The initial expectation was that Proindicus and MAM would not only pay off the loans but would make a handsome profit by selling their services to the hydrocarbon companies operating in the Rovuma Basin, and to other shipping concerns using the Mozambique Channel – but the government, briefing the Mozambican parliament, the Assembly of the Republic, last month admitted that no contracts have yet been signed.
Meanwhile, the Beirut-based Privinvest, a major shareholder in Abu Dhabi Mar, the company which owns CMN, has responded to what it calls “recent inaccurate comments in the media with regards to maritime programs executed by Privinvest for entities owned by the Government of Mozambique”.

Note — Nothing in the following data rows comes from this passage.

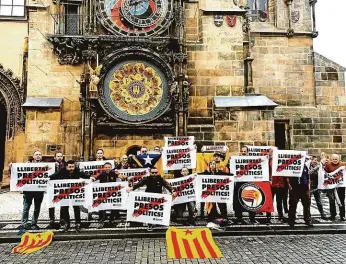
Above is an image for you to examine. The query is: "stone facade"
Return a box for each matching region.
[0,0,346,184]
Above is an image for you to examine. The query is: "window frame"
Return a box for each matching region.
[0,0,28,21]
[246,0,269,23]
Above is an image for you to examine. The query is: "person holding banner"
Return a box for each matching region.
[94,149,107,161]
[51,160,90,233]
[126,167,176,231]
[203,161,228,226]
[91,162,127,229]
[18,150,44,235]
[233,146,256,224]
[47,151,66,229]
[174,167,196,225]
[324,154,346,221]
[286,164,313,227]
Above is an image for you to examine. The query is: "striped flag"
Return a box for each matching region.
[166,227,222,259]
[12,231,54,254]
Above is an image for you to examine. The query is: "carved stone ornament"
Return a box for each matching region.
[226,15,237,27]
[98,48,174,124]
[0,64,24,139]
[214,15,223,27]
[291,11,300,23]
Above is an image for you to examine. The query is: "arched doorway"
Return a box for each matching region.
[0,100,7,182]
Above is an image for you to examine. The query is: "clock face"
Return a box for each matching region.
[103,60,168,122]
[98,0,173,36]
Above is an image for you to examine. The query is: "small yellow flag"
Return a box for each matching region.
[166,227,222,259]
[12,231,54,254]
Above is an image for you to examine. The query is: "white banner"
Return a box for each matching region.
[46,179,90,208]
[86,182,128,212]
[79,160,115,178]
[167,174,196,205]
[195,175,234,203]
[165,136,195,147]
[115,168,150,187]
[317,166,346,190]
[229,156,269,182]
[162,146,196,171]
[126,192,172,226]
[10,162,55,192]
[272,150,306,177]
[245,145,278,156]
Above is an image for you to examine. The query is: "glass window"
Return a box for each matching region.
[0,0,25,17]
[247,0,268,22]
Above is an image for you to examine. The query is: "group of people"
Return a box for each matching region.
[13,146,346,233]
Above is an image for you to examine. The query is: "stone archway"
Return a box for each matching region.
[0,64,24,139]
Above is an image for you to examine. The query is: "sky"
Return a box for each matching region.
[314,0,346,68]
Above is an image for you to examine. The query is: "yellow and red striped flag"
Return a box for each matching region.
[166,227,222,259]
[12,231,54,254]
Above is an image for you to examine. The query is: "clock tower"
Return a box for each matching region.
[48,0,189,159]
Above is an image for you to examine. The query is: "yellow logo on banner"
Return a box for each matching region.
[166,227,222,259]
[12,231,54,254]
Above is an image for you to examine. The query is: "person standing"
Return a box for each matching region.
[324,154,346,221]
[51,160,89,233]
[287,164,313,227]
[18,150,44,235]
[233,146,256,224]
[126,167,176,231]
[308,156,327,220]
[203,161,228,228]
[47,151,66,229]
[91,162,126,229]
[174,167,196,225]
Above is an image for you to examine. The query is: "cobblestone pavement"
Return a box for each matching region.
[0,235,346,264]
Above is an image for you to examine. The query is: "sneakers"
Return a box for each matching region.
[75,224,82,233]
[96,222,104,229]
[305,221,314,227]
[61,224,70,232]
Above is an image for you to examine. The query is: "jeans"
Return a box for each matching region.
[208,203,227,222]
[337,187,345,217]
[22,192,44,227]
[288,186,311,223]
[267,187,286,218]
[61,206,81,226]
[312,190,325,217]
[174,202,196,220]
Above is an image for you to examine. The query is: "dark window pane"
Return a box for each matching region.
[65,5,78,35]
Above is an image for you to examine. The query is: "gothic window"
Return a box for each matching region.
[247,0,268,22]
[0,0,25,18]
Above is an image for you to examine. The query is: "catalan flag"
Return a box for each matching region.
[12,231,54,254]
[166,227,222,259]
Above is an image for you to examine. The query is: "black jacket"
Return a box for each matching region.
[96,171,118,183]
[50,168,90,180]
[133,175,173,193]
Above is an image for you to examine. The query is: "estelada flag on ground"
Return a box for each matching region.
[12,231,54,254]
[234,182,274,213]
[166,227,222,259]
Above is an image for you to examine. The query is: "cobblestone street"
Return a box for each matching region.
[0,235,346,264]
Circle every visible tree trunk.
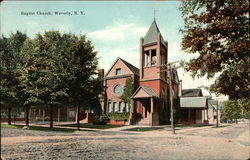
[50,104,54,128]
[76,105,80,131]
[8,107,11,125]
[25,106,29,126]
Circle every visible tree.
[20,31,72,128]
[0,31,26,124]
[221,100,241,120]
[237,99,250,120]
[20,31,102,129]
[180,0,250,99]
[67,36,103,130]
[121,77,134,102]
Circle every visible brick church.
[101,20,180,125]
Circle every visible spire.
[143,19,165,45]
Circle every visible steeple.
[143,19,165,45]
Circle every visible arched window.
[114,84,123,96]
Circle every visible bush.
[92,114,109,125]
[107,112,129,121]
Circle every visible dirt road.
[1,123,250,160]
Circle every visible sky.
[0,1,223,95]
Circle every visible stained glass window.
[114,84,123,96]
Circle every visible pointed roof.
[131,86,158,98]
[143,20,165,45]
[104,57,139,77]
[120,58,140,76]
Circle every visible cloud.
[87,24,133,41]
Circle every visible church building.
[102,20,180,125]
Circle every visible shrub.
[92,114,109,125]
[107,112,129,121]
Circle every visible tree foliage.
[121,77,134,102]
[0,31,27,124]
[180,0,250,99]
[0,31,26,107]
[221,100,241,120]
[20,31,102,126]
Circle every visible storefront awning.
[180,97,207,109]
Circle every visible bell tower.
[140,20,168,97]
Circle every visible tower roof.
[143,20,165,45]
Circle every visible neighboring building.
[208,99,222,124]
[180,88,208,124]
[103,20,179,125]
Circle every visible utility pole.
[169,65,175,134]
[216,96,219,128]
[160,61,179,134]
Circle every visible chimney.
[98,69,104,78]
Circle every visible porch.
[130,86,159,126]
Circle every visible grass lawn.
[1,123,24,128]
[1,124,76,132]
[212,124,230,128]
[123,127,164,132]
[175,124,213,127]
[59,123,123,129]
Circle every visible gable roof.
[181,88,202,97]
[120,58,140,76]
[104,57,139,78]
[143,20,165,45]
[131,86,158,98]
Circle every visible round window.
[114,84,123,96]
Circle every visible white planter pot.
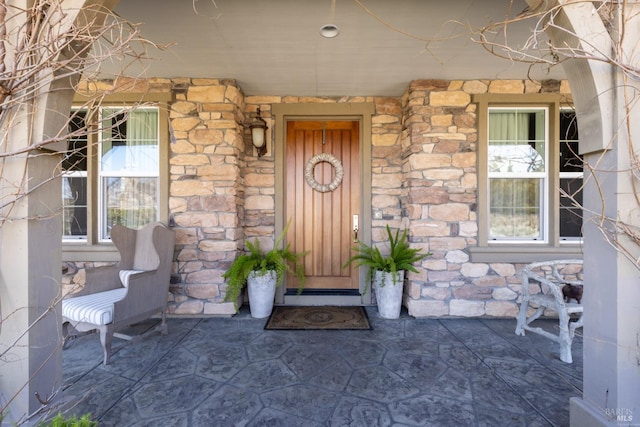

It has not been widely reported in Mozambique, but Privinvest has been supplying technology not only for EMATUM, but also for Proindicus and MAM. The Privinvest release claims “these programs were deemed by Mozambique as necessary to build a local industry to contribute to the economic development of the country and in order to establish sovereignty over its own waters and natural resources after years of poaching and unlicensed exploitation”.
In fact the country Mozambique did not deem Proindicus and MAM necessary because it did not know about them. The guarantees for these loans were signed in complete secrecy by the Guebuza government, and only became public knowledge in April of this year.
Privinvest correctly points to the fact that only one of the 130 vessels fishing for tuna in Mozambican waters in 2013 was Mozambican-owned, and cites reports that illegal fishing and logging costs African 20 billion dollars a year.
The release says “the maritime programs were requested by the customer and then designed to deliver an integrated solution – to allow oversight and control of the country’s EEZ (exclusive economic zone), to set up a viable homemade, home-owned and self-sustaining commercial fishing industry and to set up a shipbuilding and ship maintenance industry”.
But the debates in the Mozambican parliament and the Mozambican media have not been about whether Mozambique needs maritime security, a fishing industry and ship maintenance. Nobody doubts that. Rather, the debate has been over costs and over transparency.
The Guebuza government has been accused of violating the Constitution by issuing the loan guarantees without consulting parliament, and of breaking the clauses in the 2013 and 2014 budget laws which set limits on the amount of lending that the government could guarantee.
Privinvest says “the direct users and managers of the programs delivered are extremely satisfied”. Certainly the Ematum management issued a statement to that effect.
However, the Mozambican government is not so enthusiastic and Finance Minister Adriano Maleiane has repeatedly warned that the companies must not be a drain on the state budget, and should be thinking in term of forming strategic partnerships with other investors, or even of selling their assets.